Eight Ways to Apply Howard Gardner’s Theory at Home
Brighton Center is committed to high-quality education. That’s why we make sure students are learning the best type of curriculum that will set them up for success. At Brighton Center, children are able to explore their natural abilities and talents through Howard Gardner’s Theory. This approach theorizes that children do not have just an intellectual capacity, but have multiple intelligences including musical, interpersonal, spatial-visual, kinesthetic, intrapersonal, naturalistic, logical-mathematical, and linguistic.
Did you know Gardner’s Theory can also be applied outside of the classroom?

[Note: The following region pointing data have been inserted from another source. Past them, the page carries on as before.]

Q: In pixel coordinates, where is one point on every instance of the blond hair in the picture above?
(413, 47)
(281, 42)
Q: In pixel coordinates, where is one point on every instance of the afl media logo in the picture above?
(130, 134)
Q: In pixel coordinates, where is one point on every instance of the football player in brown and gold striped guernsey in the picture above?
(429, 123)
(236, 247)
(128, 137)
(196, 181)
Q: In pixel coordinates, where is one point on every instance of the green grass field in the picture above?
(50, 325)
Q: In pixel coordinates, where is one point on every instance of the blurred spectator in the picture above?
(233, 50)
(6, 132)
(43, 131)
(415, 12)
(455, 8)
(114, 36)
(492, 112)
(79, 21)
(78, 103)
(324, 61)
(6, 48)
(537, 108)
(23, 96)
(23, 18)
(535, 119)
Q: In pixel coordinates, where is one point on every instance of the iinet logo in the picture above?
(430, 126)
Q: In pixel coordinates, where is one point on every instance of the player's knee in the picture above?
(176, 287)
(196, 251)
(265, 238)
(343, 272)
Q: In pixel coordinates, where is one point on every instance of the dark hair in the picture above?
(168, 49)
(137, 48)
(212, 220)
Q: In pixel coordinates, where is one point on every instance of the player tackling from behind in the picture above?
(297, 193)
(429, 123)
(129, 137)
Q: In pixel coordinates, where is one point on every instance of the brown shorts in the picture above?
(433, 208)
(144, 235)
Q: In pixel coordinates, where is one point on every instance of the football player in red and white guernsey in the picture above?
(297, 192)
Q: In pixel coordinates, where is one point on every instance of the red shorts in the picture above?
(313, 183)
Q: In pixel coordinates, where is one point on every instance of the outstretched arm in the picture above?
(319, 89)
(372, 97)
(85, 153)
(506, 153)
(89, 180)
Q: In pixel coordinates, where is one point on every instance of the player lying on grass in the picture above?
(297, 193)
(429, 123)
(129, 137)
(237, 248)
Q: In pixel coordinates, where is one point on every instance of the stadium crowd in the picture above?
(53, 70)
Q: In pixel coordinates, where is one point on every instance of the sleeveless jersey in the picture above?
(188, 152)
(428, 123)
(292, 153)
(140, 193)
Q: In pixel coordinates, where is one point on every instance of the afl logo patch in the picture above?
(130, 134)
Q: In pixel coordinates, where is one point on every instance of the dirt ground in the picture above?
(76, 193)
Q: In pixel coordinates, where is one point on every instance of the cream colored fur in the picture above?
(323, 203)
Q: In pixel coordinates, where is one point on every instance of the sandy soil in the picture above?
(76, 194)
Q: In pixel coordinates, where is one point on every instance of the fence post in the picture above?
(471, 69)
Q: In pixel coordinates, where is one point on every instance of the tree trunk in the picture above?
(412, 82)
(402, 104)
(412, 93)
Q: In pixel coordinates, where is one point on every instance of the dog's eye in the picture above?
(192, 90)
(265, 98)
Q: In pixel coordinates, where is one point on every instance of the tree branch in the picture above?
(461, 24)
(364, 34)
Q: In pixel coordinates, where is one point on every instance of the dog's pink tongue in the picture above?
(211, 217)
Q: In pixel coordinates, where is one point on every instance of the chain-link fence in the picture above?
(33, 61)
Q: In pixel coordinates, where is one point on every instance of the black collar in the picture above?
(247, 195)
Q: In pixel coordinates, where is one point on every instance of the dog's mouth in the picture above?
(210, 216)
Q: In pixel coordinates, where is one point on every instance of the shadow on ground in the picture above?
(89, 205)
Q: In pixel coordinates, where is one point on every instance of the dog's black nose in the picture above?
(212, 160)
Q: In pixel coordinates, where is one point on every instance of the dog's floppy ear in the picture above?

Here are eight ways parents can help engage their child’s intelligence at home through Howard Gardner’s Theory.
1. Music
Parents can host a dance party with their little one, paint to music or make up new words to a favorite song (make it silly and enhance your fun), create musical instruments with paper plates/cups and items from your pantry.
2. Interpersonal
Set up a play date once or twice a week, go to the live theater or shopping, group art lessons, write letters or cards to people, visit a retirement home and deliver crafts or goodies; anything to be social and engaged with a variety of people.
3. Spatial-visual
Give your child materials to build a fort or tall tower, sidewalk chalk drawing, pattern building, build a match box car town, do simple mazes, puzzles, and rearrange their bedroom furniture together.
4. Kinesthetic
Get moving by taking the dogs on a walk, having a dance party, making a hopscotch with construction paper on the kitchen floor, scarf dancing, obstacle course, or playing hide-n-seek.
5. Intrapersonal
Build a one-person tent, do a puzzle, set up an art easel for 1, read stories, or build with legos.
6. Naturalistic
Go on a nature walk, take care of someone’s plants while they’re out of town, visit the local home garden store, create collage art with natural materials, or water play.
7. Logical-mathematical
Measure and build small structures, marshmallow and toothpick building, pattern creating with strips of paper, or reorganize the clothes in your closet by color.
8. Linguistic
Create original stories, create kid commercials and plays, sing songs, make up rhymes or read together.